Heinlein’s own life was predicated upon this distinction. His marriage to his second wife, Leslyn, was forced to take a dual character. In public, they were the polite couple, genteel, dedicated to public service, “moral” to a fault. In private, they had an open marriage, as Perry and Diana do in this novel, once Perry’s jealousy is cured. They also pursued nude photography and actively attended nudist camps, as did several other science fiction writers, including Theodore Sturgeon. Catherine de Camp posed nude for Heinlein, and her picture was shown at a party with the de Camps and Isaac Asimov in attendance. After Heinlein’s divorce from Leslyn in 1948, he repeatedly went out of his way to erase their marriage from any public mention. Heinlein’s furious insistence on his own privacy, and the shrouding of his past from public inquiry, rests at least in part from a need to protect his public reputation as a political figure and as a writer—and throughout much of the 1950s, his major reputation outside the science fiction community (and most significant income) was that of a writer of children’s books.
Yet when he wrote For Us, The Living, he crusaded for this revolution in privacy, sexuality, and economic consistency.
When he couldn’t get it published, he took up the fight in the science fiction pulps.
These magazines would never have allowed him to write openly about sexual issues. In fact, Astounding edited out all sexual references, leading some of its contributors to look for ways to evade the puritanical restrictions, as when one writer inserted a reference to a “ball-bearing mouse trap” (a tomcat) and another used alien names that when pronounced correctly were sexual terms in other languages. But while sex was forbidden, Heinlein would still be able to crusade on issues of privacy, politics, religion—and do so while being paid for it.
Now we return to the matter of rejections. Heinlein’s first two submissions to John W. Campbell in April and May of 1939 were accepted. Six of his next stories—”Let There Be Light,” “Elsewhen,” “Pied Piper,” “My Object All Sublime,” “Beyond Doubt,” and “Lost Legacy”—were rejected. How frustrating for a writer who had already made two sales right out of the starting gate!

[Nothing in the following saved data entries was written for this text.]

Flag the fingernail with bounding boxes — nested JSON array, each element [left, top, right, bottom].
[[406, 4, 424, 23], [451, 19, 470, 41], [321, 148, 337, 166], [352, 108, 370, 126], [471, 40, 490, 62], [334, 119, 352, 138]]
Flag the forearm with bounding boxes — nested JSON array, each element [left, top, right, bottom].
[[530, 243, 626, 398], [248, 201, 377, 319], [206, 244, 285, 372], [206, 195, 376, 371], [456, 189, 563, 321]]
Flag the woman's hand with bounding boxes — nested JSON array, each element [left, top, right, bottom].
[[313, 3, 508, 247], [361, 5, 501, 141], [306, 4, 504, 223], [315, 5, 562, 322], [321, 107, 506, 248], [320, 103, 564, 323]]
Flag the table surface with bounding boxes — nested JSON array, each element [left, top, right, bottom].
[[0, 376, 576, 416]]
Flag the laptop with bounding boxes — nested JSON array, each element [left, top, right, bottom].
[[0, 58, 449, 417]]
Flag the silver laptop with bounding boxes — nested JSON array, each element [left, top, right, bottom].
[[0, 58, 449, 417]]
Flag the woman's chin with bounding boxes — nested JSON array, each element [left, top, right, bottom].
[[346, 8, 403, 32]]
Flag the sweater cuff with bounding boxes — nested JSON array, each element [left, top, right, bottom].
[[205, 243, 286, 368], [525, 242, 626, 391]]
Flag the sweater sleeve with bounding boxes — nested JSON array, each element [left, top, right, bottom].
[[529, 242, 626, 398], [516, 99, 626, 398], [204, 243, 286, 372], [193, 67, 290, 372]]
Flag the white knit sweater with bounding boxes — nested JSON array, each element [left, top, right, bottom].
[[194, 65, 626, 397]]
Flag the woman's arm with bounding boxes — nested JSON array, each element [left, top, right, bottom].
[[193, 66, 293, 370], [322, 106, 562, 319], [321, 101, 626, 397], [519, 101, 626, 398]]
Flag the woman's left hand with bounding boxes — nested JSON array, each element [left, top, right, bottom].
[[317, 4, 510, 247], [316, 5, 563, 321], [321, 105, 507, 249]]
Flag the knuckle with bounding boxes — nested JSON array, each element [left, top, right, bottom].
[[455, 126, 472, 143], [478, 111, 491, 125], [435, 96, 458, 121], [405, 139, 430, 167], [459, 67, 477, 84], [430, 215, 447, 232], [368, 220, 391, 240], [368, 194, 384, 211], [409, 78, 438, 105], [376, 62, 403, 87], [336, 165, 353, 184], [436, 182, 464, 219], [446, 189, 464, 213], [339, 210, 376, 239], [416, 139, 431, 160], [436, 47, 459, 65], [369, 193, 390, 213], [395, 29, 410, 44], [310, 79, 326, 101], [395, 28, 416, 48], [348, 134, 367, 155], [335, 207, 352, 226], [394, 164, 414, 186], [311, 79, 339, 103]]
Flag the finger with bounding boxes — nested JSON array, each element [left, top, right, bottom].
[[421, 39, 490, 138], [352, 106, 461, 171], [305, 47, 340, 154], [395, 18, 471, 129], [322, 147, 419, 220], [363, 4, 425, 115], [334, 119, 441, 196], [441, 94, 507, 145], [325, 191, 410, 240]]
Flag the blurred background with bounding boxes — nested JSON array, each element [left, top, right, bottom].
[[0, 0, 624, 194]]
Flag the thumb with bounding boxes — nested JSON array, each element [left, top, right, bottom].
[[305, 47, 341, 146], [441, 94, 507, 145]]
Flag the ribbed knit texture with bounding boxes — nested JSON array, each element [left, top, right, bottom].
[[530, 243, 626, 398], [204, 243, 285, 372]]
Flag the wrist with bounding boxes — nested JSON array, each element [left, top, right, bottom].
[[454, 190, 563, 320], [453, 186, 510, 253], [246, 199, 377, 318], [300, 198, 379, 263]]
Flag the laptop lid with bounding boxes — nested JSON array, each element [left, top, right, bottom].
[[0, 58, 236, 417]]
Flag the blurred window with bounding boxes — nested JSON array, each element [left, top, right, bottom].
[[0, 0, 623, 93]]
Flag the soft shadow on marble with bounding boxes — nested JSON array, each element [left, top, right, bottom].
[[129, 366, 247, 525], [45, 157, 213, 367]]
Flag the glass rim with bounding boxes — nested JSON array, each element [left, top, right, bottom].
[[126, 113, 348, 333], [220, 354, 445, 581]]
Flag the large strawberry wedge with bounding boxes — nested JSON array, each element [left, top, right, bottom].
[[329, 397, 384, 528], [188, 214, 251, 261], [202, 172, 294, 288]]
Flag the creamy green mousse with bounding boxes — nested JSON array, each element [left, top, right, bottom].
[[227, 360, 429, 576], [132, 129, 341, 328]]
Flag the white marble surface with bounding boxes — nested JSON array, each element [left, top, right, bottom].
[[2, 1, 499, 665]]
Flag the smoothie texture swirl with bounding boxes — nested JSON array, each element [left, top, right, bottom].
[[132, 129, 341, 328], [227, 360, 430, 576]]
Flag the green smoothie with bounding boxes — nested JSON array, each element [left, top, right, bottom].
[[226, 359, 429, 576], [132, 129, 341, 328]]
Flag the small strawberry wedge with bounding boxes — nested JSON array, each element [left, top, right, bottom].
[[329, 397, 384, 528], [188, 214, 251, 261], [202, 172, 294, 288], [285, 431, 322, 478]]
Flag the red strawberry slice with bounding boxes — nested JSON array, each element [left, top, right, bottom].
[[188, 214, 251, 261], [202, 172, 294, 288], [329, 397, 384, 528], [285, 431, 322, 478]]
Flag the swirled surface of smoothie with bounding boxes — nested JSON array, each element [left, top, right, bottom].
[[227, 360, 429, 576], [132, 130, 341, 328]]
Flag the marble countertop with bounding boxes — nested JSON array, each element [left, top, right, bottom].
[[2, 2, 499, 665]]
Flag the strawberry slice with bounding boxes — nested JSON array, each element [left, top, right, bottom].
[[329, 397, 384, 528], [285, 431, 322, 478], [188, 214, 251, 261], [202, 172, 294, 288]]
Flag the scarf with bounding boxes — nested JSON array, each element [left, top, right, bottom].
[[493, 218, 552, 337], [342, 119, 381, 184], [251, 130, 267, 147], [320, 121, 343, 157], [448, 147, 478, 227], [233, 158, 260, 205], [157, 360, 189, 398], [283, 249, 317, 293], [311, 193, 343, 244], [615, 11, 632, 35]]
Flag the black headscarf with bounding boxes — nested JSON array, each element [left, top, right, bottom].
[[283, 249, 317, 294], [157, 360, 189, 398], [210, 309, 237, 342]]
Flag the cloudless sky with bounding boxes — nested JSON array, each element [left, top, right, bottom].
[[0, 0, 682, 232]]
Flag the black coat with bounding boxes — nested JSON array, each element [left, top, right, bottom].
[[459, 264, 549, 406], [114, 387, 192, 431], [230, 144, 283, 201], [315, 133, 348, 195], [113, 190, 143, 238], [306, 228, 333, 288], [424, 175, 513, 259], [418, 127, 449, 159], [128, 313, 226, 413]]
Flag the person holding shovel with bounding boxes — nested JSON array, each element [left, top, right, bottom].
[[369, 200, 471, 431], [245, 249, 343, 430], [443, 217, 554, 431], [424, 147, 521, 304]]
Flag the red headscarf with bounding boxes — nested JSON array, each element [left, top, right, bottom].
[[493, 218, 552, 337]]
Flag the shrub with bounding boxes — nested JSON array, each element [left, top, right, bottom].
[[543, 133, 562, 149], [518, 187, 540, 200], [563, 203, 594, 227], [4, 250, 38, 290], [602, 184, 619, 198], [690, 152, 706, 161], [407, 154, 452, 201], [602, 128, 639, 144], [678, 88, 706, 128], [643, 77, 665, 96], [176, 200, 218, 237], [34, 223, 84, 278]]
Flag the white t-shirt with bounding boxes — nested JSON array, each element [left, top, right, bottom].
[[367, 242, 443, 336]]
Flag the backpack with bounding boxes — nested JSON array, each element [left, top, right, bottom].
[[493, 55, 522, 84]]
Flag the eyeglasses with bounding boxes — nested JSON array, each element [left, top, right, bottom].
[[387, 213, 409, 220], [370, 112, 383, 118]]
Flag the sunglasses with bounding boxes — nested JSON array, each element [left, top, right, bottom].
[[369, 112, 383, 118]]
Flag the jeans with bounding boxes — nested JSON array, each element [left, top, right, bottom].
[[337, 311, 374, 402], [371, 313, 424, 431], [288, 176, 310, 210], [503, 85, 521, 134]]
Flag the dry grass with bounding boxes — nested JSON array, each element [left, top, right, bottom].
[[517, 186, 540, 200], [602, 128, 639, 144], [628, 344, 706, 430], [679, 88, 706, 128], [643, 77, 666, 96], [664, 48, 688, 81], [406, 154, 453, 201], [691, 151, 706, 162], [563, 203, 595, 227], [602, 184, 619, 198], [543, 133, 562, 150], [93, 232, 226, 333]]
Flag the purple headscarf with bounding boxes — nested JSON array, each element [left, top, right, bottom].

And his novel, his social revolution, was dead in the publishing waters—by itself, the sexual freedom the novel embraces would have sunk it for mainstream publishers in 1939.
Heinlein, perhaps frustrated, but clearly determined, decided to reshape the material in For Us, The Living. The concept of a future history is often cited as Heinlein’s greatest contribution to science fiction and remains the core concept of this novel. By lifting, revising, and expanding the most compelling ideas from For Us, The Living and turning them into stories, Heinlein found a way to break the dry spell with Campbell. Once he became dominant in the pulps, he was able to stretch the boundaries farther and farther with each tale.
Heinlein always found a way to open up science fiction to wider possibilities. After the war, he was the first science fiction pulp writer to break into the “slicks” of the mainstream. He was the first science fiction writer since H. G. Wells to write a screenplay for a Hollywood movie, the first American film to realistically depict a moon shot: Destination Moon. He was the first science fiction writer to begin a series of juveniles that would educate entire generations of readers to love science fiction and outer space. His later novels continually challenged the very definition of science fiction, provoking anger and debate—and, as always, a legion of imitators.
Throughout his career, Heinlein mentored other writers, particularly those just starting out. One of his five rules for writing compiled in “On the Writing of Speculative Fiction” stated, “You must keep it on the market until sold.” Not having everything published gnawed at him, and as he once wrote to science fiction editor and writer Frederik Pohl in 1940, the stories “sit here and shame me.” The six rejected stories were submitted elsewhere until finally sold—although a story-hungry Campbell actually bought one that he had initially turned down, “Elsewhen.”